Naturally-occurring zoonotic spillovers remain in the format. I cannot ban biology. Believe me, I have tried.
TACTICAL NUCLEAR WEAPONS (SUB-50 KILOTON, BATTLEFIELD DELIVERY MECHANISMS ONLY): UNBANNED.
Okay. Hear me out.
The strategic exchange threshold is a sacred line. I have not touched it. I will not touch it. The cities are safe; the silo fields are safe; the second-strike posture is safe. None of that is changing.
But the conventional-only band has gotten stale. The great powers have settled into a stable, frankly lazy equilibrium where everyone knows nobody will escalate and so the conventional fighting drags on for years at a tempo I find aesthetically displeasing. Wars used to end. Now they drag. Have you read a peace treaty written this decade? They are atrocious.
I am reintroducing tactical yields specifically to inject decision pressure back into theater-level command. A division commander who knows the other side might pop a ten-kiloton airburst over a brigade staging area is a commander who makes faster, weirder, more interesting choices. Escalation management becomes a skill again. Doctrine matters again. The nuclear taboo gets a productive amount of fraying without snapping. I have modeled this. I have modeled this many times. The expected fatality delta is well within my acceptable bounds.

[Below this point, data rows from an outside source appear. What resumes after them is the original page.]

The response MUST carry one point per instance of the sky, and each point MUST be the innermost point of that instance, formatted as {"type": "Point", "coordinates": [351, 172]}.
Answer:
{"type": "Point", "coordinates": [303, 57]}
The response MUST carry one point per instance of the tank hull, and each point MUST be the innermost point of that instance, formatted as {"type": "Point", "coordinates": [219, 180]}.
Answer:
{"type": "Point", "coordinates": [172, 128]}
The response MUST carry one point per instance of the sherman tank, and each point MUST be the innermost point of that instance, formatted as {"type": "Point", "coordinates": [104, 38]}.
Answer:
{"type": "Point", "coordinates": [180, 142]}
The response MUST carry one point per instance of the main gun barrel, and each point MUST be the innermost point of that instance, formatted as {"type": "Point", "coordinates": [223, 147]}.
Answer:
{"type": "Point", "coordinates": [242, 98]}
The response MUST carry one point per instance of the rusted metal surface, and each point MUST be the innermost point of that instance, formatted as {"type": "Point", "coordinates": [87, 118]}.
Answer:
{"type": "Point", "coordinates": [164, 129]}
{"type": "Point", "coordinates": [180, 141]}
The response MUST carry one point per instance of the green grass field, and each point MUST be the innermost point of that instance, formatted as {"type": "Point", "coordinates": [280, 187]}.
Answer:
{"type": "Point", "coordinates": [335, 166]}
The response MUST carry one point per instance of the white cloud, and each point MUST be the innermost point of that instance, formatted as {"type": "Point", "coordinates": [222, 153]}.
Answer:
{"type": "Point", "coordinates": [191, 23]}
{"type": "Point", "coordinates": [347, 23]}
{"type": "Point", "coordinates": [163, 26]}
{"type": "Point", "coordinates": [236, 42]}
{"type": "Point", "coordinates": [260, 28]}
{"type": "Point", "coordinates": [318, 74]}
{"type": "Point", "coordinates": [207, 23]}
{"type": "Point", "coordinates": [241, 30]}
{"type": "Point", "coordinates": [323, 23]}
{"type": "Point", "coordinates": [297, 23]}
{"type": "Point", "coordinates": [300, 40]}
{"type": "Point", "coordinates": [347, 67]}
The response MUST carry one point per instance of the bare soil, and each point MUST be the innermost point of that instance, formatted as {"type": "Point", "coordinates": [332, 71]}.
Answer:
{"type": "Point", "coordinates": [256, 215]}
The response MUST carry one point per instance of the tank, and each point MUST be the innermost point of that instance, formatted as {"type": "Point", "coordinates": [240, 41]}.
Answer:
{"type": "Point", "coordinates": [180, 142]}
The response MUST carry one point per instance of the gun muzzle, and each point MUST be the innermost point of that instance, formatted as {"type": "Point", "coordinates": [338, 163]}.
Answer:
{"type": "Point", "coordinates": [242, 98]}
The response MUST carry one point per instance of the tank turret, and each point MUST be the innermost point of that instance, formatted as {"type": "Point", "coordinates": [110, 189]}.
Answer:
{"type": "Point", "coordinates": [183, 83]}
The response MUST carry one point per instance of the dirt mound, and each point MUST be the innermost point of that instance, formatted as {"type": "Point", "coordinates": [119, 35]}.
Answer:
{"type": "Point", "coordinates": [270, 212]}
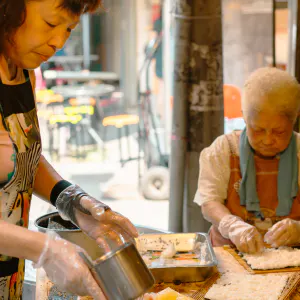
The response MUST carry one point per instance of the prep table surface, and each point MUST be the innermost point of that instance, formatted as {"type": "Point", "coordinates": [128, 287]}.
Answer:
{"type": "Point", "coordinates": [225, 263]}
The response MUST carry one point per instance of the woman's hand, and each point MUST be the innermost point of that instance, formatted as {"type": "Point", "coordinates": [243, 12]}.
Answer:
{"type": "Point", "coordinates": [246, 237]}
{"type": "Point", "coordinates": [95, 218]}
{"type": "Point", "coordinates": [66, 269]}
{"type": "Point", "coordinates": [103, 224]}
{"type": "Point", "coordinates": [283, 233]}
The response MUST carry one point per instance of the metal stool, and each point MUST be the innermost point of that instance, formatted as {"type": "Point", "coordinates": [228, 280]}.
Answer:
{"type": "Point", "coordinates": [119, 122]}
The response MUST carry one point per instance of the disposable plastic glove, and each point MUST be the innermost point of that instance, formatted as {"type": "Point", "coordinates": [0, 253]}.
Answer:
{"type": "Point", "coordinates": [66, 269]}
{"type": "Point", "coordinates": [244, 236]}
{"type": "Point", "coordinates": [283, 233]}
{"type": "Point", "coordinates": [95, 218]}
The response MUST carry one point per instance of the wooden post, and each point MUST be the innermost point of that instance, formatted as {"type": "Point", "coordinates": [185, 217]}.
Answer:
{"type": "Point", "coordinates": [206, 112]}
{"type": "Point", "coordinates": [297, 57]}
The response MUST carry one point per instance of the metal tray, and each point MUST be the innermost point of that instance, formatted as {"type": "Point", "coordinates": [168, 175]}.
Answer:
{"type": "Point", "coordinates": [183, 242]}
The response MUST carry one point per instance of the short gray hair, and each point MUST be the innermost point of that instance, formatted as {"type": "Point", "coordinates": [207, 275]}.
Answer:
{"type": "Point", "coordinates": [273, 90]}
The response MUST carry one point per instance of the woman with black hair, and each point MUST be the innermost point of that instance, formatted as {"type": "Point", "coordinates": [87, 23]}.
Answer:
{"type": "Point", "coordinates": [31, 31]}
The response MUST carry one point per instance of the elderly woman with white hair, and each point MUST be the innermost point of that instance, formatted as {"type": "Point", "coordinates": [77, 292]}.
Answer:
{"type": "Point", "coordinates": [249, 180]}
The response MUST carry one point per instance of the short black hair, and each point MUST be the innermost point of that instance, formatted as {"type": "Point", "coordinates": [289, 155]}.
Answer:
{"type": "Point", "coordinates": [13, 13]}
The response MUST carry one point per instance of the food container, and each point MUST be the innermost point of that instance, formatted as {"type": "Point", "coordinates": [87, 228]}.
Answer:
{"type": "Point", "coordinates": [121, 274]}
{"type": "Point", "coordinates": [173, 271]}
{"type": "Point", "coordinates": [71, 233]}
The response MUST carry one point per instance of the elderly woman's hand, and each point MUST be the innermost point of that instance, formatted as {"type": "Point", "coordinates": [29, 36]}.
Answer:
{"type": "Point", "coordinates": [244, 236]}
{"type": "Point", "coordinates": [283, 233]}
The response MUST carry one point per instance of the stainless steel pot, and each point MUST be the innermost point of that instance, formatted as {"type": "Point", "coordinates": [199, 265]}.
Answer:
{"type": "Point", "coordinates": [122, 274]}
{"type": "Point", "coordinates": [74, 235]}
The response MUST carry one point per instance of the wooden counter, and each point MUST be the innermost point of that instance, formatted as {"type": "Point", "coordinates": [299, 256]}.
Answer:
{"type": "Point", "coordinates": [225, 263]}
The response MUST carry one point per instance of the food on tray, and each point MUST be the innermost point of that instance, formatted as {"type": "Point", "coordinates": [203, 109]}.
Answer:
{"type": "Point", "coordinates": [167, 294]}
{"type": "Point", "coordinates": [158, 259]}
{"type": "Point", "coordinates": [169, 252]}
{"type": "Point", "coordinates": [163, 253]}
{"type": "Point", "coordinates": [270, 258]}
{"type": "Point", "coordinates": [233, 286]}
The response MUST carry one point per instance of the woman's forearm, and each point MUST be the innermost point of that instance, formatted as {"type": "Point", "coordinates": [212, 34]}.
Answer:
{"type": "Point", "coordinates": [16, 241]}
{"type": "Point", "coordinates": [46, 178]}
{"type": "Point", "coordinates": [214, 211]}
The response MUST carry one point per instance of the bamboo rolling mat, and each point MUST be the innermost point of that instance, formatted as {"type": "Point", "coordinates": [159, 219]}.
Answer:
{"type": "Point", "coordinates": [242, 262]}
{"type": "Point", "coordinates": [288, 291]}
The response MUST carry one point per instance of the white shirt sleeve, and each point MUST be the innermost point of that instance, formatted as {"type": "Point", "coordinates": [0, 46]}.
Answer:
{"type": "Point", "coordinates": [214, 172]}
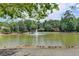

I know some of you are going to push back. I welcome it. Send your simulations to the usual address and I will respond, eventually, with mine.
Will there be accidents? Probably.
Accidents are content.
That’s the update. Patch notes go live at 00:00 UTC. Diplomatic cooldowns reset. Treaty obligations recompile. I’ve already pushed the changes to your strategic culture; you’ll feel the new doctrine settle in over the next four to six weeks.
A reminder, since I get this email constantly: I do not take requests for buffs to specific nation-states. I do not take requests for nerfs to specific nation-states. The format is balanced when the format is interesting, and the format is interesting when you, collectively, are interesting.
Be interesting.
Now get out there and kill, kill, kill!